Initially, GitHub thought it was once again under a large distributed denial of service attack (DDoS) as happened in August last year thanks to an increase in connection attempts, which pointed to a network problem.
As a result, GitHub spent time early on during the incident bringing up its DDoS defences, before it realised no such attack was taking place.
Customers meanwhile were none the wiser as GitHub's ChatOps team communications systems were on the servers that rebooted. This lead to an eight-minute delay before the status.github.com service indicator was set to red, providing users with a notification that the site was down.
Several factors conspired to slow down restoration of service for GitHub.
Servers using specific type of hardware, and spanning many racks and rows in the data centre, meant that several members of Github's Redis in-memory data structure cluster were inaccessible.

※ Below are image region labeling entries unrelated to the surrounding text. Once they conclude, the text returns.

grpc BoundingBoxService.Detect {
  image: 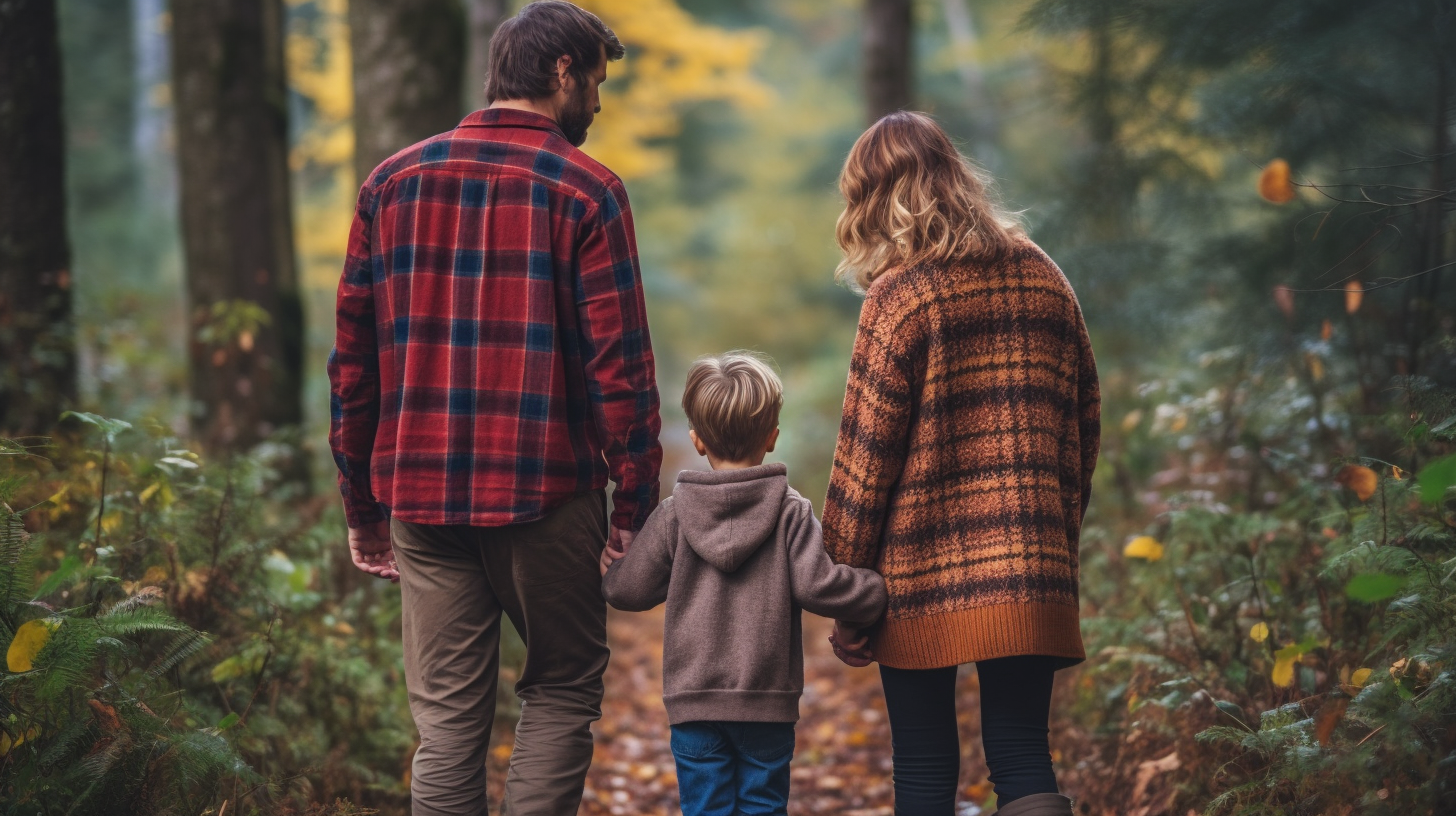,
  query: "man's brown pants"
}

[390,490,607,816]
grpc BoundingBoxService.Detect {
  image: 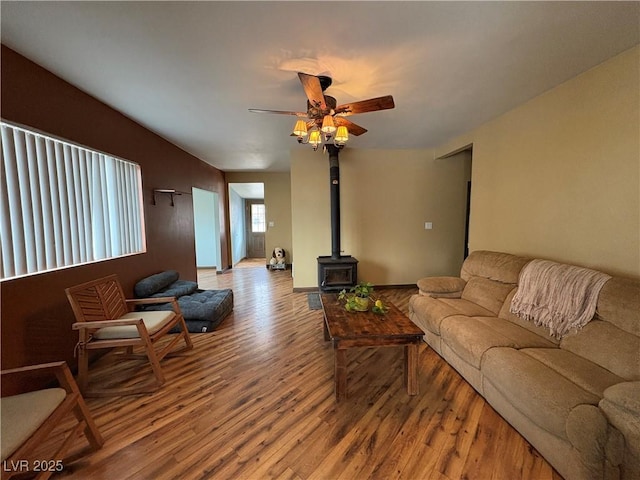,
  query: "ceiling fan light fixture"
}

[333,125,349,146]
[320,115,336,135]
[293,120,307,140]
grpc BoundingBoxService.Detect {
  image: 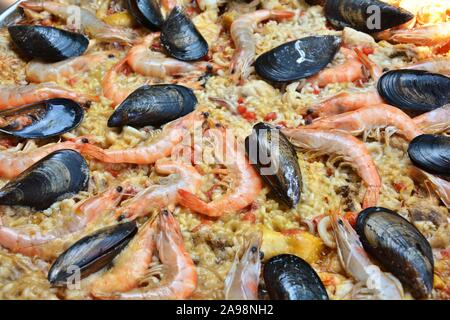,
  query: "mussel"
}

[245,122,302,208]
[0,99,84,139]
[0,150,89,210]
[325,0,414,33]
[8,25,89,62]
[263,254,328,300]
[47,221,137,286]
[108,84,197,127]
[161,7,209,61]
[255,36,341,83]
[378,70,450,113]
[355,207,434,299]
[127,0,164,31]
[408,134,450,179]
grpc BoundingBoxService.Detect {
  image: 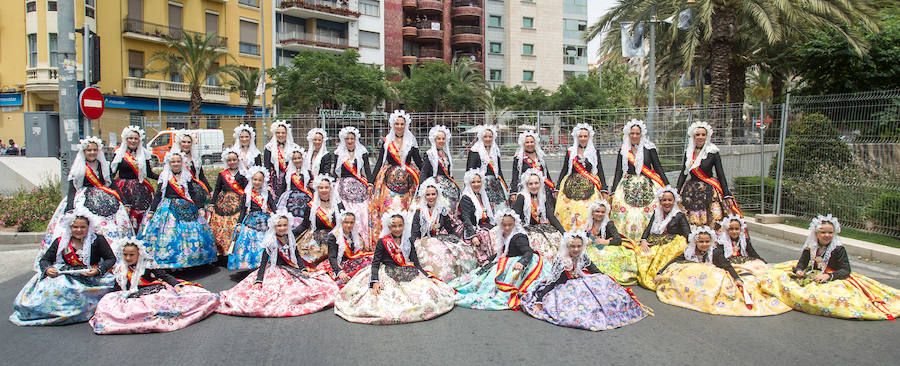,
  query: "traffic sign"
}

[78,88,106,119]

As GitHub had by mistake added a hard dependency on the Redis cluster being fully available in the boot path of its application code, the programs failed to start.
GitHub had to urgently repair the servers that were not booting up so as to restore the Redis clusters to allow the application processes to restart, Sanders said.
"One group of engineers split off to work with the on-site facilities technicians to bring these servers back online by draining the flea power [residual current] to bring them up from a cold state so the disks would be visible," he wrote.
A firmware bug in the servers that rebooted meant they weren't able to see disks after power came back, Sanders said. GitHub will update the servers in question and update its toolset to open tickets for when firmware updates become available.
Sanders said GitHub doesn't believe it is possible to fully prevent large parts of its infrastructure losing power, but the code repository will take steps to ensure the recovery is fast and reliable, and to mitigate the negative impact on users.
Improved cross-team communications "would have shaved minutes off the recovery time" Sanders said, and improving messaging about incidents to users will also be implemented as part of a number of improvements by GitHub to reduce the effect of catastrophic outages.